Business Insurance Risk Review: Five Questions Every Owner Should Ask
A practical mockup article showing how AS Brokers can turn short-term business insurance into a boardroom-ready risk review with checklists, examples, and clear next steps.
Business insurance is often treated as a grudge purchase until a claim turns it into one of the most important decisions a company has ever made. This mockup article shows how AS Brokers could educate owners, finance teams, and operations managers with clear guidance that feels practical rather than generic.
1. Has your insured value kept pace with the business?
Stock levels, machinery, laptops, solar installations, specialist tools, office improvements, and imported equipment can all change faster than the policy schedule. A business may start with sensible sums insured and become underinsured after one busy year of growth. When values are too low, average can apply at claim stage, which means the insurer may settle only a portion of the loss.
A useful annual review starts with a current asset list, replacement values rather than book values, and any changes to premises or security. For multi-site businesses, the review should also check whether stock is stored temporarily at third-party locations, in vehicles, or at client sites.
2. Would business interruption cover protect cash flow?
Fire, flood, theft, supplier failure, and extended power disruption can stop trading even when the physical asset claim is handled well. Business interruption cover is designed to help with lost gross profit and ongoing expenses while the company recovers. The challenge is that the indemnity period and declared figures must match the reality of the business.
A restaurant, manufacturer, workshop, or professional practice may need very different recovery windows. Replacement equipment lead times, municipal approvals, lease negotiations, and staff retention all influence how long the business could realistically need support.
Check
Is the indemnity period long enough for imported equipment or specialist fit-outs?
Check
Are gross profit, wages, rent, and utilities declared using fresh figures?
Check
Does the policy respond when access to the premises is restricted?
3. Are liability exposures still realistic?
Public liability, products liability, employers liability, professional indemnity, and directors and officers cover are not interchangeable. A company that sells physical goods has a different exposure from a consultant, an installer, a logistics operator, or a medical supplier. Contracts may also require specific limits before work can begin.
Owners should review new customers, new territories, subcontractor use, warranties, and tender requirements. A small change in operations can create a large shift in liability risk.
4. Are vehicles, drivers, and route risks properly declared?
Fleet schedules are easy to let drift. Vehicles are sold, replaced, used by different drivers, or moved between branches. If the company now delivers after hours, transports higher-value goods, or regularly crosses provincial borders, the risk profile can change.

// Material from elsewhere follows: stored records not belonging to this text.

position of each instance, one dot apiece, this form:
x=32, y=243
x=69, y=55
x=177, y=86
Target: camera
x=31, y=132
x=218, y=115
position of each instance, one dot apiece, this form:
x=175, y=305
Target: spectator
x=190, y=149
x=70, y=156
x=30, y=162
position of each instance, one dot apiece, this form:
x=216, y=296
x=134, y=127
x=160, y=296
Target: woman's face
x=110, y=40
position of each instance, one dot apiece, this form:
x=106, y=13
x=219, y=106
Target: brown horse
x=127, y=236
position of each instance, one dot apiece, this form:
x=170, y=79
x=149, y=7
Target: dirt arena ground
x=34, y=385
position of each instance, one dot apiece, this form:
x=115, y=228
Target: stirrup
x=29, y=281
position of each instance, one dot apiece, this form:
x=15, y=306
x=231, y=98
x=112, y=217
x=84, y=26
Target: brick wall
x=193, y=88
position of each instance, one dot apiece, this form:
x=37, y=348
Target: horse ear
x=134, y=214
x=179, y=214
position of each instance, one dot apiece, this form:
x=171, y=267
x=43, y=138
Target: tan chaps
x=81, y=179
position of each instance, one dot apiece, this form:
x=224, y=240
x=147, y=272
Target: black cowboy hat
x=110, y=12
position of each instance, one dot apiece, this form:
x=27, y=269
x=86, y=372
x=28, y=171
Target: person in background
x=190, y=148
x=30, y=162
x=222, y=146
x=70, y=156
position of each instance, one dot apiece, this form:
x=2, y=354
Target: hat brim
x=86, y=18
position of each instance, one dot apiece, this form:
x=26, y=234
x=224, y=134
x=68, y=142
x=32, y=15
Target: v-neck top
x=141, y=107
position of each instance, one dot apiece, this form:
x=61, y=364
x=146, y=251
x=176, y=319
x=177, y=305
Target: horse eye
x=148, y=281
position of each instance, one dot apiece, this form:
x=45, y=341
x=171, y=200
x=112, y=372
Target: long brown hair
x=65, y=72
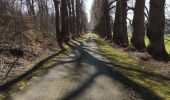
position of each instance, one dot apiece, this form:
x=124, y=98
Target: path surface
x=83, y=75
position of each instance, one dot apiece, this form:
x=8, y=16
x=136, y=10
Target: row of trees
x=23, y=21
x=73, y=20
x=154, y=29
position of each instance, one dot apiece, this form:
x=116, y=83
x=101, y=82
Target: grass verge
x=36, y=71
x=140, y=73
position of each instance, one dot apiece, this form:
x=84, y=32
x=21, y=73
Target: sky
x=88, y=5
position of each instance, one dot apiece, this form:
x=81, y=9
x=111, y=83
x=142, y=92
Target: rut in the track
x=82, y=75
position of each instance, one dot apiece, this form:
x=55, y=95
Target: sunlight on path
x=81, y=76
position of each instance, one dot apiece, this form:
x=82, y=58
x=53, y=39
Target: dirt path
x=83, y=75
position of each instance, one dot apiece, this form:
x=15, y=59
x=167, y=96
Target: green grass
x=140, y=73
x=167, y=41
x=38, y=69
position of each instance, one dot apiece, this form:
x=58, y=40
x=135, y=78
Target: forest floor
x=14, y=63
x=94, y=69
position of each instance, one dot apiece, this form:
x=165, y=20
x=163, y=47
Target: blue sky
x=88, y=4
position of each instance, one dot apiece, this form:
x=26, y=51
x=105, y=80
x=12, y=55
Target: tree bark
x=120, y=36
x=58, y=33
x=138, y=34
x=155, y=30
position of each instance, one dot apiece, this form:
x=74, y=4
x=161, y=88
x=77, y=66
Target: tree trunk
x=155, y=30
x=64, y=23
x=120, y=36
x=58, y=33
x=138, y=34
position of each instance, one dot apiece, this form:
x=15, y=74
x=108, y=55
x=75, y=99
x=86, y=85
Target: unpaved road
x=82, y=75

A good broker review should include driver licensing, tracking, overnight parking, use of employee-owned vehicles, excess structures, and whether goods in transit cover is aligned to the highest load value.
5. What happens if a key person cannot work?
Short-term insurance protects assets and operations, but many businesses also rely on one or two people whose absence would affect revenue, bank covenants, supplier confidence, or succession plans. Key-person and buy-and-sell planning can sit alongside commercial insurance to protect continuity.
This is where a connected advice process matters. A business risk review should not stop at the asset schedule. It should ask how the company survives if the owner, sales lead, technical founder, or guarantor is disabled or passes away.
What a review with AS Brokers could include
- A line-by-line policy schedule review against current assets and operations.
- A plain-English gap summary for underinsurance, exclusions, and outdated values.
- Business interruption assumptions and indemnity period review.
- Liability and contract requirement checks.
- Fleet, cyber, goods in transit, and key-person risk prompts.
Mockup call to action
Turn your policy schedule into a decision-ready risk map.
This is an example of how a blog can educate the client, qualify the service need, and invite a business owner to request a structured review.
Request a business risk reviewFAQ
How often should a business review insurance?
At least annually, and whenever the company changes premises, expands stock, buys major equipment, adds delivery routes, hires key staff, or signs a contract with new insurance requirements.
Can a cheaper premium create problems?
Sometimes. Premium is only useful when the cover, limits, excesses, and exclusions still match the risk. The aim is not simply to pay less, but to pay for cover that works when the business needs it.